J’adore aller à un défilé avec ma mère parce que c’est comme y aller avec une petite encyclopédie. Elle me dit exactement quoi regarder. Parce que moi, évidemment, je suis surtout impressionnée par tout ce qui brille alors qu’elle, elle regarde les coutures parfaites, la guipure qui est incroyablement faite, la passementerie… Tout ce savoir-faire, ce réservoir de gestes centenaires que la mode protège et fait perdurer, mais qu’on oublie souvent au profit du facteur un peu “waouh” qui entoure le milieu. Le monde de la mode peut pâtir parfois de sa propre image, et finalement mettre en péril ce qu’il défend.
J’ai l’impression qu’être comédien, c’est avoir la chance de pouvoir faire tous les métiers du monde.”
Vous avez fait une classe préparatoire, l’ENS, avant de finalement rejoindre le conservatoire de Lille. Comment avez-vous réussi à trouver votre voie ?
C’était chaotique ! (Rires) J’ai commencé mes études de théâtre quand j’étais en année de césure à l’ENS. Je me suis dit que c’était seulement pour un an, juste pour voir. Puis finalement je n’ai jamais arrêté. Je ne sais pas si j’ai trouvé ma voie, mais en tout cas c’est ce qui m’épanouit. C’est difficile de vivre de ce métier.

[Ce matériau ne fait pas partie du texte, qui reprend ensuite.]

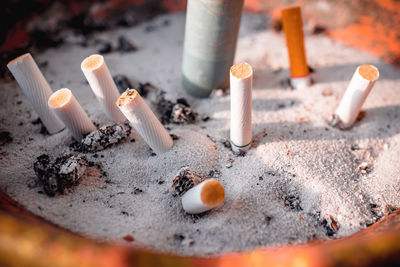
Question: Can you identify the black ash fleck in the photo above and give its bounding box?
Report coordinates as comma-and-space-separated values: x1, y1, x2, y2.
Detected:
0, 131, 13, 146
98, 41, 112, 54
113, 74, 133, 94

Le métier d’actrice vous fait-il peur ?
Je pense que tous les acteurs ont peur de ne pas être à la hauteur. Mais on fait tous semblant. Il y a une grande envie d’être aimé, de toujours donner son maximum pour rendre justice à tous les autres métiers qui entourent la production d’un film, d’une série ou d’une pièce de théâtre.
Vous ne pensez donc pas faire ce métier toute votre vie ?

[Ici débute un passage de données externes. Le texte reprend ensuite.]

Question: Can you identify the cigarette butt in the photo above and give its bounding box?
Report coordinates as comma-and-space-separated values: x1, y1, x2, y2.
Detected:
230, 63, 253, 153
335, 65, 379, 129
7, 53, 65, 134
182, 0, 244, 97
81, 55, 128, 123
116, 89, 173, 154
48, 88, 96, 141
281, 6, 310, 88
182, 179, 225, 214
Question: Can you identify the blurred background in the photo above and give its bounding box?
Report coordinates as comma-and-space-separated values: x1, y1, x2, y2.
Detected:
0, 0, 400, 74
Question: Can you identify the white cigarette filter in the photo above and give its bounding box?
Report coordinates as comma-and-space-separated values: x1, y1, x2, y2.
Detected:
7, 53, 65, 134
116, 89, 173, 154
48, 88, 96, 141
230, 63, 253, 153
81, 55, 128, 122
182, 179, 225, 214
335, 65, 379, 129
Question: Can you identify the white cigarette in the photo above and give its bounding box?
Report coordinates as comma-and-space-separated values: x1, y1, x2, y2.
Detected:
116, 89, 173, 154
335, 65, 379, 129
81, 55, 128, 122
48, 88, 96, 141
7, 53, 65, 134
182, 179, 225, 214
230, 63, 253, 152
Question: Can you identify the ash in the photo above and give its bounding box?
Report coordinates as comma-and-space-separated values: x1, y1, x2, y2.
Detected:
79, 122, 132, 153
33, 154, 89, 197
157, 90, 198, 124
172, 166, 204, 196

J’ai l’impression qu’être comédien, c’est avoir la chance de pouvoir faire tous les métiers du monde. C’est un peu le bonheur des indécis ! C’est apprendre pendant trois mois à faire des froissés parfaits pour la série Cristóbal Balenciaga, avant d’acquérir des connaissances ultra précises sur le traitement des eaux usées pour la prochaine saison de The Head… Puis prendre en urgence des cours de tennis pour le film d’Olivier Assayas, car j’ai dit à la directrice de casting lors de l’audition que je savais très bien en faire ! J’adore tous les mondes différents dans lesquels je m’immerge à chaque fois. Mais j’ai aussi appris très jeune que notre vie peut être bouleversée du jour au lendemain, et que tout ne peut pas être prévu à l’avance.
La série Cristóbal Balenciaga (2024) avec Nine d’Urso est disponible sur Disney+. Le film Hors du temps (2024) d’Olivier Assayas, avec Nine d’Urso, Vincent Macaigne et Nora Hamzawi, au cinéma le 19 juin 2024. La saison 3 de The Head est prévue pour 2024.